O levantamento interrompe a sequência de oscilações observada nos anos anteriores e confirma uma tendência de crescimento da violência no trânsito cearense. A série histórica mostra que, entre 2017 e 2025, 16.808 pessoas morreram em acidentes de trânsito no Ceará, evidenciando a gravidade do cenário.
Fatores como excesso de velocidade, consumo de bebidas alcoólicas, imprudência dos condutores, desrespeito à sinalização e falhas no uso de equipamentos de segurança são atribuídos como as principais causas desse cenário.
Números de 2026 já preocupam
Os dados deste ano indicam que o problema continua longe de ser controlado. Segundo a Secretaria da Saúde do Ceará (Sesa), 350 pessoas morreram em acidentes de trânsito entre janeiro e abril de 2026, mantendo o Estado em situação de alerta.
As estatísticas ganham ainda mais impacto diante das tragédias registradas nas últimas semanas. No último sábado (4), três romeiros morreram após o tombamento de um ônibus na CE-456, na zona rural de Canindé. O veículo transportava fiéis que seguiam em peregrinação quando o acidente ocorreu.
Outro episódio que comoveu o Ceará aconteceu em junho, na CE-187, em Tauá. Um ônibus que transportava integrantes de uma equipe de basquete de Juazeiro do Norte se envolveu em um grave acidente durante o retorno de uma competição realizada em Sobral. Sete jovens atletas morreram, no que foi considerado o acidente mais letal envolvendo ocupantes de ônibus no Estado nos últimos 12 anos.
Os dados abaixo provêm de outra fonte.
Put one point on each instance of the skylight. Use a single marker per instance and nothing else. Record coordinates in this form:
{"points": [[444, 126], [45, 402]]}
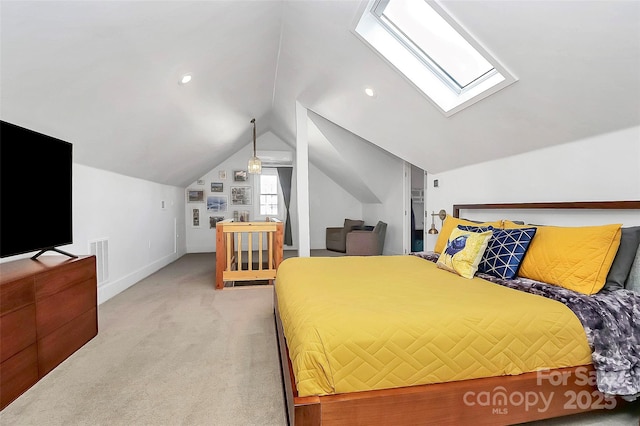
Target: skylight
{"points": [[431, 50]]}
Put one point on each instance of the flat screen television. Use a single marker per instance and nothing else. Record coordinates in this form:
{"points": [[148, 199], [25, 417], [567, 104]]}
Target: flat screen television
{"points": [[35, 192]]}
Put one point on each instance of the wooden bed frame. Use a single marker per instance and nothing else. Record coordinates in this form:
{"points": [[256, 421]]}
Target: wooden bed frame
{"points": [[499, 400]]}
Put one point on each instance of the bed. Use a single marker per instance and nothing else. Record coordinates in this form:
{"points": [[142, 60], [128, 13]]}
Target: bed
{"points": [[350, 356]]}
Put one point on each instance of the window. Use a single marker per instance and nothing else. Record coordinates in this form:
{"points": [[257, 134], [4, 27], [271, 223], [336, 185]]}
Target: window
{"points": [[269, 186], [432, 51]]}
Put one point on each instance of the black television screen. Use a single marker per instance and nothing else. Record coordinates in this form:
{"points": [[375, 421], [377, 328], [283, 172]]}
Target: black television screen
{"points": [[35, 191]]}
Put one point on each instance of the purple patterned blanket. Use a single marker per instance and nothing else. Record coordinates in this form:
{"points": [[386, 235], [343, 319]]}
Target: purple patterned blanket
{"points": [[611, 320]]}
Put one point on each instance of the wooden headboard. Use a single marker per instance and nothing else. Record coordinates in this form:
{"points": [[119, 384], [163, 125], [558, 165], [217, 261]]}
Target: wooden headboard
{"points": [[603, 205]]}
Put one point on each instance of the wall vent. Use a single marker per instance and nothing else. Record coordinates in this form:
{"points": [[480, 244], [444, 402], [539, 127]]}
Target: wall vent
{"points": [[100, 248]]}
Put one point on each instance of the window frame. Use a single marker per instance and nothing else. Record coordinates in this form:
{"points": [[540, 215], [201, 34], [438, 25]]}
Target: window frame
{"points": [[274, 172], [368, 28]]}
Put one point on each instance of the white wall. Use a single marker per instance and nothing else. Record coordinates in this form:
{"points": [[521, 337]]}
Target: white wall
{"points": [[202, 239], [329, 206], [126, 211], [385, 175], [601, 168]]}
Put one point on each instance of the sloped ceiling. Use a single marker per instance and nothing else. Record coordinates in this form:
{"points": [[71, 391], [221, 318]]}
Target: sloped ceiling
{"points": [[104, 75]]}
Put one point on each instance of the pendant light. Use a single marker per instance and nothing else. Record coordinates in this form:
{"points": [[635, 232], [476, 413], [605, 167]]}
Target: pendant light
{"points": [[255, 165]]}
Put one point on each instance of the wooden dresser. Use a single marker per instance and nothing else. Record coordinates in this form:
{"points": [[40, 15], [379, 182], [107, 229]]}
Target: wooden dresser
{"points": [[48, 310]]}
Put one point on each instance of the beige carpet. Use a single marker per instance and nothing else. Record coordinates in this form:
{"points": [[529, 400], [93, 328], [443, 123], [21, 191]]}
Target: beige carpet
{"points": [[170, 351], [173, 351]]}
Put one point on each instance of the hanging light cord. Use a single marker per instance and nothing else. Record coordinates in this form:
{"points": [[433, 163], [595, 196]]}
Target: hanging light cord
{"points": [[253, 121]]}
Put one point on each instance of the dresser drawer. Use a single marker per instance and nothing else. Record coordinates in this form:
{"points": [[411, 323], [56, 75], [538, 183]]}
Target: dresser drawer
{"points": [[61, 343], [16, 294], [65, 276], [18, 374], [55, 311], [17, 331]]}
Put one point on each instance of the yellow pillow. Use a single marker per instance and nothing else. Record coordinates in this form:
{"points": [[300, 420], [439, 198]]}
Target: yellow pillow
{"points": [[577, 258], [450, 223], [463, 252]]}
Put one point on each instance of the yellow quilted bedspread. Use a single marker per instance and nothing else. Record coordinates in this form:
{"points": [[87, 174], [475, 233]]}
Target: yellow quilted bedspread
{"points": [[363, 323]]}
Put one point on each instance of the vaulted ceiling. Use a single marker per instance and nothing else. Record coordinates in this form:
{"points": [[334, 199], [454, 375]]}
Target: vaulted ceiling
{"points": [[104, 75]]}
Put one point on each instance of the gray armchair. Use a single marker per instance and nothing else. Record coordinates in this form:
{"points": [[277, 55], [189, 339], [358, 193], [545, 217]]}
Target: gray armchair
{"points": [[367, 243], [336, 238]]}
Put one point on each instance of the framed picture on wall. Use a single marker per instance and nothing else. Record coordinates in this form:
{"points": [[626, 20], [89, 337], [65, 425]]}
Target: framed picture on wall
{"points": [[240, 195], [217, 203], [195, 218], [195, 195]]}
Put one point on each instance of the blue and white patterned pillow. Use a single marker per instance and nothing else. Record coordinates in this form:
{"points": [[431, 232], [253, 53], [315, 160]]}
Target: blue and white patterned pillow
{"points": [[505, 250]]}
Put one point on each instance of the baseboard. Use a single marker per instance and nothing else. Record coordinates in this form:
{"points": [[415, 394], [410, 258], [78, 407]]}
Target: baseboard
{"points": [[112, 288]]}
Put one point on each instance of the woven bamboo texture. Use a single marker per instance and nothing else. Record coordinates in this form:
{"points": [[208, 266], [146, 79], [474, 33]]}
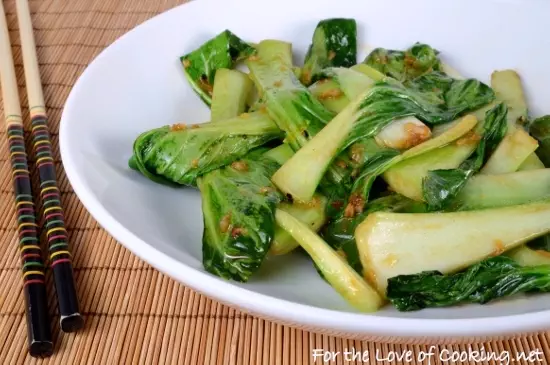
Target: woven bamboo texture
{"points": [[134, 314]]}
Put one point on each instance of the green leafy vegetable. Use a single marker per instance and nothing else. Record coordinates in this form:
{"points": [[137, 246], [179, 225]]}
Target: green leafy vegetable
{"points": [[291, 105], [200, 65], [231, 91], [540, 129], [328, 92], [179, 154], [340, 233], [365, 117], [481, 283], [515, 188], [334, 44], [440, 187], [311, 214], [386, 158], [392, 244], [405, 65], [238, 205]]}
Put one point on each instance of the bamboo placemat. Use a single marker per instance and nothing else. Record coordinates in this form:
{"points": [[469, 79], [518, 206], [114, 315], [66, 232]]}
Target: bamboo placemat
{"points": [[134, 314]]}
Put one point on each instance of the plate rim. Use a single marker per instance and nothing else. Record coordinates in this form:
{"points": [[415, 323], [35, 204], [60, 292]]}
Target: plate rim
{"points": [[262, 304]]}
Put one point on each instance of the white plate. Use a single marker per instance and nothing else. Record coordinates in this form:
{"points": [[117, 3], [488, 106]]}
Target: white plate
{"points": [[137, 84]]}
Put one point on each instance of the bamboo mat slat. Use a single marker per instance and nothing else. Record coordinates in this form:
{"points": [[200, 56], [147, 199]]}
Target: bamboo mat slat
{"points": [[156, 321]]}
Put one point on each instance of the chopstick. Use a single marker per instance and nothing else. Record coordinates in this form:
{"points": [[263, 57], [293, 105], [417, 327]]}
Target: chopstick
{"points": [[39, 335], [59, 254]]}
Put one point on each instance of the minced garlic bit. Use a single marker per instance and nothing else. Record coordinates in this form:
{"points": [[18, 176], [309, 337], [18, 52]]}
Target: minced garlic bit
{"points": [[178, 127], [356, 152], [416, 134], [349, 212], [240, 165], [330, 94], [469, 138], [342, 164], [265, 189], [205, 85], [306, 77], [357, 203], [499, 247]]}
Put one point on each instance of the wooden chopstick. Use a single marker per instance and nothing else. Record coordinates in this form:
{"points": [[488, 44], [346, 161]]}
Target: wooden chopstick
{"points": [[58, 241], [38, 322]]}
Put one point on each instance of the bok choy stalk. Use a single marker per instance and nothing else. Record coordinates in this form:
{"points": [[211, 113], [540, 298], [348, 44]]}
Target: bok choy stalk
{"points": [[488, 280], [290, 104], [385, 159], [334, 44], [201, 65], [333, 268], [373, 110], [440, 187], [238, 205], [232, 89], [179, 154], [313, 214], [392, 244], [405, 65], [340, 233]]}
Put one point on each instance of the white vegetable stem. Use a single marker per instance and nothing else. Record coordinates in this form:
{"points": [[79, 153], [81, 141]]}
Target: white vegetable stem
{"points": [[392, 244]]}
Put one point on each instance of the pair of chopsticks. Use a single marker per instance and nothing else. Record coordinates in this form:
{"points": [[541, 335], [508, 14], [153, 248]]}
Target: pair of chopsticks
{"points": [[38, 322]]}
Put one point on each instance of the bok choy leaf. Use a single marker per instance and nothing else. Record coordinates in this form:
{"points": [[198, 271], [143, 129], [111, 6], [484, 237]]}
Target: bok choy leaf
{"points": [[488, 280]]}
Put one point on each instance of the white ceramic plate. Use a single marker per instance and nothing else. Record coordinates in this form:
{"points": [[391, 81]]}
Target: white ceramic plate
{"points": [[137, 84]]}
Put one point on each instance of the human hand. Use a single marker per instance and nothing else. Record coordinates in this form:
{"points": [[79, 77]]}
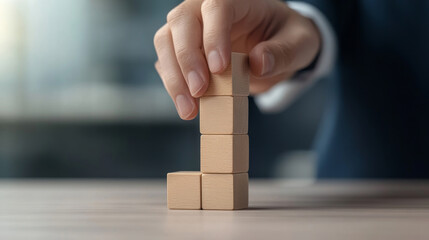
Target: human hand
{"points": [[201, 34]]}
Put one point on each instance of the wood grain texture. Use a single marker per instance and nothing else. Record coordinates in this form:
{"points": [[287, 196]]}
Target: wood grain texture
{"points": [[184, 190], [224, 153], [234, 81], [135, 209], [225, 191], [224, 115]]}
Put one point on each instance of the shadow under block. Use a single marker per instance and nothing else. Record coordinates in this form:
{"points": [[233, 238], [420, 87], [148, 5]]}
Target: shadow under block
{"points": [[234, 81], [225, 191], [224, 153], [184, 190], [224, 115]]}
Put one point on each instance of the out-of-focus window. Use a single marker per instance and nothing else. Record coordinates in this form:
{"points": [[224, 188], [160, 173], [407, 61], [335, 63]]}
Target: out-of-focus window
{"points": [[80, 60]]}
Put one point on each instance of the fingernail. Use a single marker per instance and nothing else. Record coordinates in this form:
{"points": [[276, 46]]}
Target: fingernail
{"points": [[195, 82], [185, 106], [215, 61], [267, 63]]}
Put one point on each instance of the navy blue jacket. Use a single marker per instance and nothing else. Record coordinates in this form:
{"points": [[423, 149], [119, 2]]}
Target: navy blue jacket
{"points": [[377, 125]]}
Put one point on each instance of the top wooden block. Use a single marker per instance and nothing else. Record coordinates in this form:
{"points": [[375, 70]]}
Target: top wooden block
{"points": [[234, 81]]}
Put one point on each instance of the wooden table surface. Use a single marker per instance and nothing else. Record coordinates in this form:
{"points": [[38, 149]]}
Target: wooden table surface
{"points": [[131, 209]]}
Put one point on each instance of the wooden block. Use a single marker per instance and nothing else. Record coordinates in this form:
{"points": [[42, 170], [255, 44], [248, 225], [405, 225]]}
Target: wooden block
{"points": [[224, 153], [225, 191], [224, 115], [184, 190], [234, 81]]}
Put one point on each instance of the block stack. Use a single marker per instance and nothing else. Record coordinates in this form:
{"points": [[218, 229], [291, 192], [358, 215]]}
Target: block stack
{"points": [[223, 181]]}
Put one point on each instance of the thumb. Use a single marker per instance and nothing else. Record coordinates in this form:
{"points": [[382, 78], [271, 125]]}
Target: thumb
{"points": [[290, 50]]}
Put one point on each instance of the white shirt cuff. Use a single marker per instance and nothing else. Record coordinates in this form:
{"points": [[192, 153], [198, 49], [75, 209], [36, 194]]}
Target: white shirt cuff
{"points": [[284, 93]]}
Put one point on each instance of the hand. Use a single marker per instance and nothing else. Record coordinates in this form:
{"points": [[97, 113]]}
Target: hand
{"points": [[200, 35]]}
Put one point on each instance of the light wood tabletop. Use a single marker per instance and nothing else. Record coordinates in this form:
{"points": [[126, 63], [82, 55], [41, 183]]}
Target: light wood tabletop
{"points": [[136, 209]]}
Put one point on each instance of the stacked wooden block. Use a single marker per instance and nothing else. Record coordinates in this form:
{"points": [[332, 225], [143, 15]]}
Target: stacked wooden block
{"points": [[223, 181]]}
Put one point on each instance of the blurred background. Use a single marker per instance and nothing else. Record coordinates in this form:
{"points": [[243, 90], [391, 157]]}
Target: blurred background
{"points": [[79, 97]]}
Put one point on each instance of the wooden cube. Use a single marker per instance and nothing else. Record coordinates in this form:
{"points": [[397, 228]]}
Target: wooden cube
{"points": [[225, 191], [224, 153], [234, 81], [224, 115], [184, 190]]}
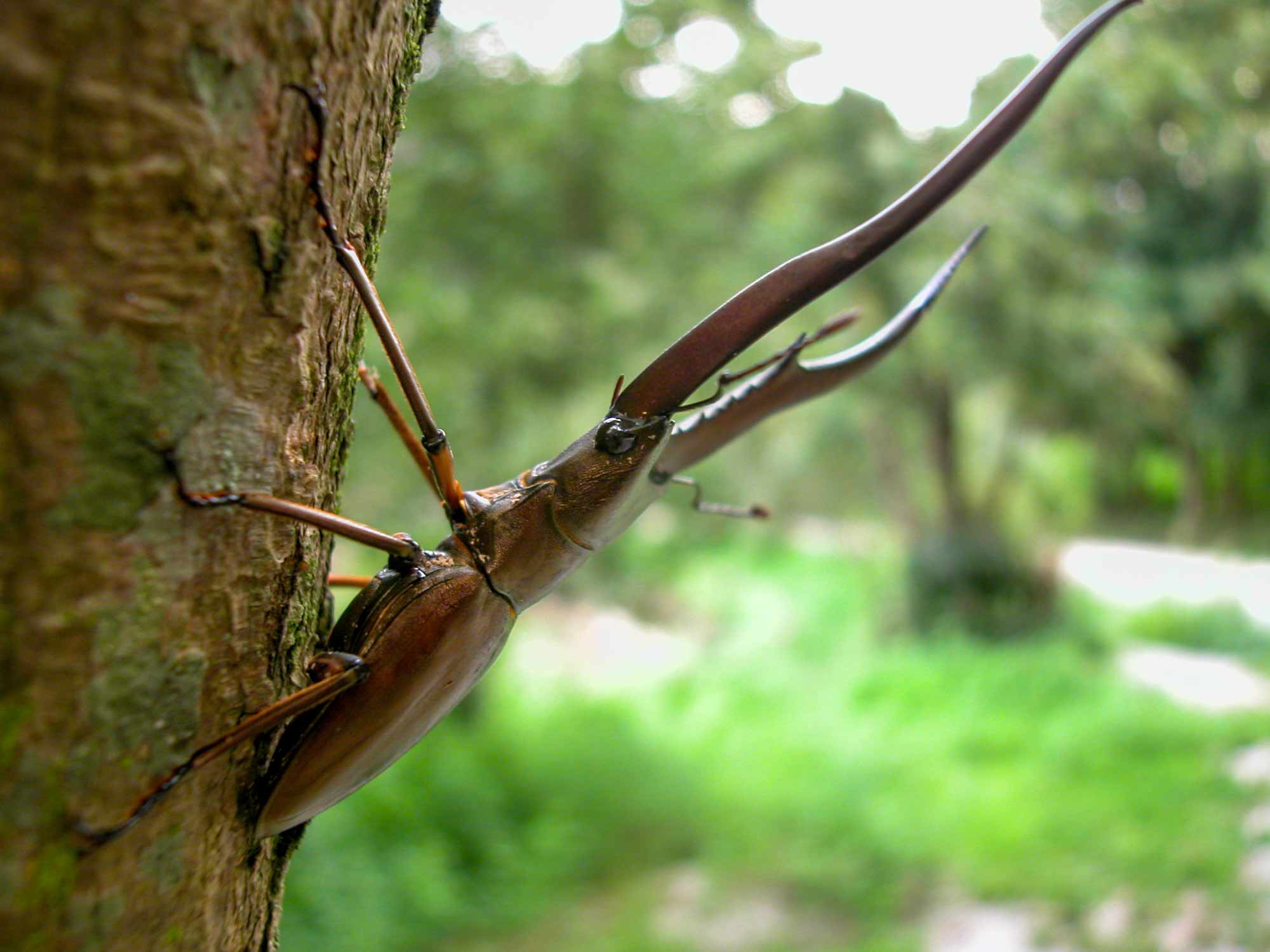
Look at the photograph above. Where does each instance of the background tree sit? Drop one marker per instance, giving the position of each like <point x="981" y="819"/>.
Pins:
<point x="163" y="285"/>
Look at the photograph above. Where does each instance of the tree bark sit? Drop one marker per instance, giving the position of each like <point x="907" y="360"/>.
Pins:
<point x="164" y="285"/>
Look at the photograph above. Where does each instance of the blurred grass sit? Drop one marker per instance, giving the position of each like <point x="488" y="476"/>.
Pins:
<point x="816" y="746"/>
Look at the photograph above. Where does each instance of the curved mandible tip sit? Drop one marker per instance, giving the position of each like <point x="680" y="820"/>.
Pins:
<point x="694" y="359"/>
<point x="792" y="383"/>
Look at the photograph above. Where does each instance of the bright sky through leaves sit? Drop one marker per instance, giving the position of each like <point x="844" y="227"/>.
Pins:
<point x="921" y="58"/>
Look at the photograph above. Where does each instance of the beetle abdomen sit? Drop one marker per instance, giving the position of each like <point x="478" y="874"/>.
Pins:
<point x="440" y="645"/>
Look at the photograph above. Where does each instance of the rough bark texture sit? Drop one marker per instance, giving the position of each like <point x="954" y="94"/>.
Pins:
<point x="163" y="284"/>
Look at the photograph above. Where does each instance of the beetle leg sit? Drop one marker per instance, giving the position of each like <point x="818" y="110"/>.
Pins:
<point x="399" y="545"/>
<point x="333" y="673"/>
<point x="359" y="582"/>
<point x="403" y="430"/>
<point x="440" y="458"/>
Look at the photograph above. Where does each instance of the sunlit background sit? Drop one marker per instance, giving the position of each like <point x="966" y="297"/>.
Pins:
<point x="890" y="51"/>
<point x="994" y="676"/>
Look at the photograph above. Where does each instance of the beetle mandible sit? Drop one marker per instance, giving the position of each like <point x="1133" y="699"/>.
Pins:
<point x="422" y="633"/>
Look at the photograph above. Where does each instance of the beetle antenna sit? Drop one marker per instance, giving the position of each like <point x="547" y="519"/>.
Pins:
<point x="750" y="314"/>
<point x="733" y="512"/>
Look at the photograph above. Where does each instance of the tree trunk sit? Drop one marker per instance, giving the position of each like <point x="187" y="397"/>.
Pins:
<point x="164" y="285"/>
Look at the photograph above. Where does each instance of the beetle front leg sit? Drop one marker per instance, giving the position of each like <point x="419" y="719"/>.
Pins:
<point x="441" y="459"/>
<point x="399" y="545"/>
<point x="333" y="673"/>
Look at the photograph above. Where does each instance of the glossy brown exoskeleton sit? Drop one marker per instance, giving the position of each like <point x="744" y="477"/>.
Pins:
<point x="424" y="631"/>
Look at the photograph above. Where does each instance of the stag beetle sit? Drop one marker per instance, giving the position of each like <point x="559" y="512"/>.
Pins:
<point x="422" y="633"/>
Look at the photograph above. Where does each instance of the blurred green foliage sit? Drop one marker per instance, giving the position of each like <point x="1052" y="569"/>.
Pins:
<point x="811" y="747"/>
<point x="1100" y="362"/>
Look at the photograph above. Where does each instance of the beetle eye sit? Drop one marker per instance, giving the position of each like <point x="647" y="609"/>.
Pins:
<point x="614" y="437"/>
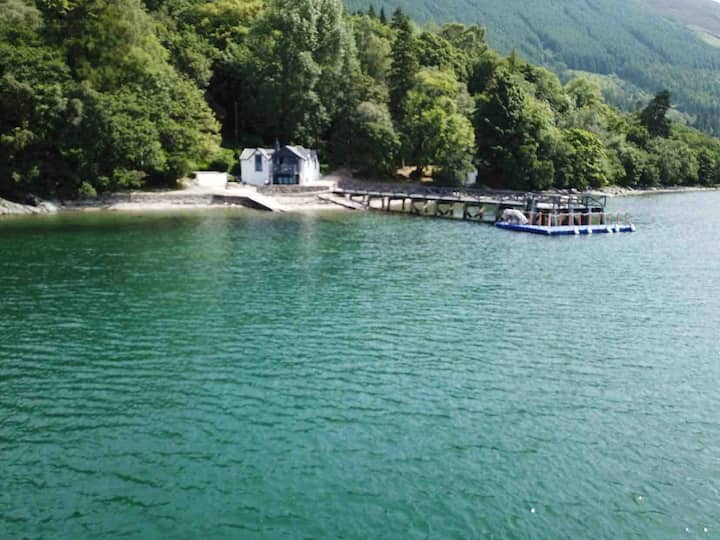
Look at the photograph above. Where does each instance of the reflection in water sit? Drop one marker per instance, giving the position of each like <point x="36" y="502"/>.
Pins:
<point x="229" y="374"/>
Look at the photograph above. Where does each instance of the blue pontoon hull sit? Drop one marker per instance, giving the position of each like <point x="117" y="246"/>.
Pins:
<point x="565" y="230"/>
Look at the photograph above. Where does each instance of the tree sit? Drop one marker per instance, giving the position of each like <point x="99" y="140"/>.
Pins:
<point x="581" y="160"/>
<point x="437" y="133"/>
<point x="654" y="116"/>
<point x="404" y="65"/>
<point x="368" y="141"/>
<point x="515" y="133"/>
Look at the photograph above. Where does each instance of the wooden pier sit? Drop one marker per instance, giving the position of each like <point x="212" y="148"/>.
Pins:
<point x="479" y="206"/>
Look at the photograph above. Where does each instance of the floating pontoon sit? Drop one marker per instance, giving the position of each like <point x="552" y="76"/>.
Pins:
<point x="564" y="215"/>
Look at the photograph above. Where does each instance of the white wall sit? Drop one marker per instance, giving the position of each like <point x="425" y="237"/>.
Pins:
<point x="256" y="178"/>
<point x="212" y="180"/>
<point x="309" y="171"/>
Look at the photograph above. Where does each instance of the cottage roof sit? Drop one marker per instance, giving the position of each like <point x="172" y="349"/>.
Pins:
<point x="248" y="153"/>
<point x="301" y="152"/>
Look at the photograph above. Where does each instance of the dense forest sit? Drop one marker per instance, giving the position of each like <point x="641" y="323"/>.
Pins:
<point x="98" y="96"/>
<point x="631" y="39"/>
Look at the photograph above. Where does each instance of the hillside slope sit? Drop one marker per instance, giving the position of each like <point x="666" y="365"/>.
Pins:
<point x="699" y="15"/>
<point x="634" y="39"/>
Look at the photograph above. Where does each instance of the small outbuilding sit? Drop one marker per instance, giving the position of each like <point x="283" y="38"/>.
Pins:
<point x="286" y="165"/>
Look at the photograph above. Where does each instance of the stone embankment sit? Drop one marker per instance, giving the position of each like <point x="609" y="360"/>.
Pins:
<point x="11" y="208"/>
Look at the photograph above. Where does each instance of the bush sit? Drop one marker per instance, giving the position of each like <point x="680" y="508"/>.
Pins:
<point x="87" y="191"/>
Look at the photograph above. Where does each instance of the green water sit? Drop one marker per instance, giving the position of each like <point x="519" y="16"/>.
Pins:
<point x="237" y="375"/>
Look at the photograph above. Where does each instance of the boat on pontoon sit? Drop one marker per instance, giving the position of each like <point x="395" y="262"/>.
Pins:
<point x="564" y="215"/>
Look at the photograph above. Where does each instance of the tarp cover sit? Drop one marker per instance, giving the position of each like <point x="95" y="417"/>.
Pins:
<point x="514" y="216"/>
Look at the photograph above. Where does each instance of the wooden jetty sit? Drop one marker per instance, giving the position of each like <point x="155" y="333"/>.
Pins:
<point x="550" y="212"/>
<point x="473" y="205"/>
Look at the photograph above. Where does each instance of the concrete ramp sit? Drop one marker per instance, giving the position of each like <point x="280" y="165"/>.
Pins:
<point x="341" y="201"/>
<point x="249" y="198"/>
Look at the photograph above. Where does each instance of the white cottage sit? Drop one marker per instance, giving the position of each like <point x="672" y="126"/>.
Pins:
<point x="287" y="165"/>
<point x="256" y="166"/>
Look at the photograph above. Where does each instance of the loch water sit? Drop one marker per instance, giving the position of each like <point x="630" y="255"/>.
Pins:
<point x="234" y="374"/>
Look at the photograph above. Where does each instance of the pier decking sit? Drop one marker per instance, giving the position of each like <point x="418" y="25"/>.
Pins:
<point x="545" y="213"/>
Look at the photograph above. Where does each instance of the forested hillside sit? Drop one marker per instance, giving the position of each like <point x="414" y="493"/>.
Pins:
<point x="629" y="38"/>
<point x="98" y="96"/>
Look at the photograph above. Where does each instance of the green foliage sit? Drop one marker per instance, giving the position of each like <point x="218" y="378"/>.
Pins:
<point x="654" y="116"/>
<point x="436" y="130"/>
<point x="98" y="96"/>
<point x="630" y="42"/>
<point x="405" y="64"/>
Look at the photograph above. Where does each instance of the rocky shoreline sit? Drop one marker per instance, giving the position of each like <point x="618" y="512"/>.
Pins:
<point x="288" y="200"/>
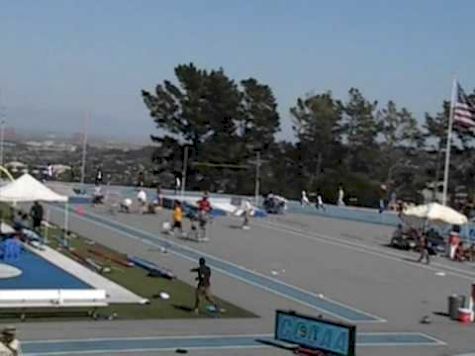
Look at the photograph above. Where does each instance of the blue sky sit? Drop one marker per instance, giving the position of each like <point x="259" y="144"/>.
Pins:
<point x="59" y="58"/>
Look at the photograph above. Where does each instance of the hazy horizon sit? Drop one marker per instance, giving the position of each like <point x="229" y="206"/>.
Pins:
<point x="60" y="59"/>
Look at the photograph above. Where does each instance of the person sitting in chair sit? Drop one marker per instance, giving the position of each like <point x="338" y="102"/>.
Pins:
<point x="98" y="196"/>
<point x="125" y="205"/>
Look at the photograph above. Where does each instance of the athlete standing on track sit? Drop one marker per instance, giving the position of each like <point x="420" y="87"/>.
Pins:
<point x="204" y="211"/>
<point x="204" y="284"/>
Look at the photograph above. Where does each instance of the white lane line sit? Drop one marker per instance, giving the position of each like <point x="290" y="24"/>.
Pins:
<point x="144" y="338"/>
<point x="145" y="350"/>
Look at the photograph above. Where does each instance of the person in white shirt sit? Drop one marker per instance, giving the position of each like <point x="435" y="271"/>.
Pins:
<point x="142" y="199"/>
<point x="320" y="204"/>
<point x="304" y="199"/>
<point x="341" y="195"/>
<point x="247" y="211"/>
Motociclistas seguem entre as principais vítimas
Os levantamentos também apontam que os motociclistas continuam representando a maior parcela das vítimas fatais no trânsito cearense. A combinação entre maior exposição ao risco, imprudência, excesso de velocidade e desrespeito às normas de circulação contribui para o elevado número de acidentes envolvendo esse tipo de veículo.
Além das motocicletas, colisões entre automóveis, atropelamentos e acidentes com veículos de transporte coletivo também figuram entre as principais causas de mortes nas estradas e cidades do Estado.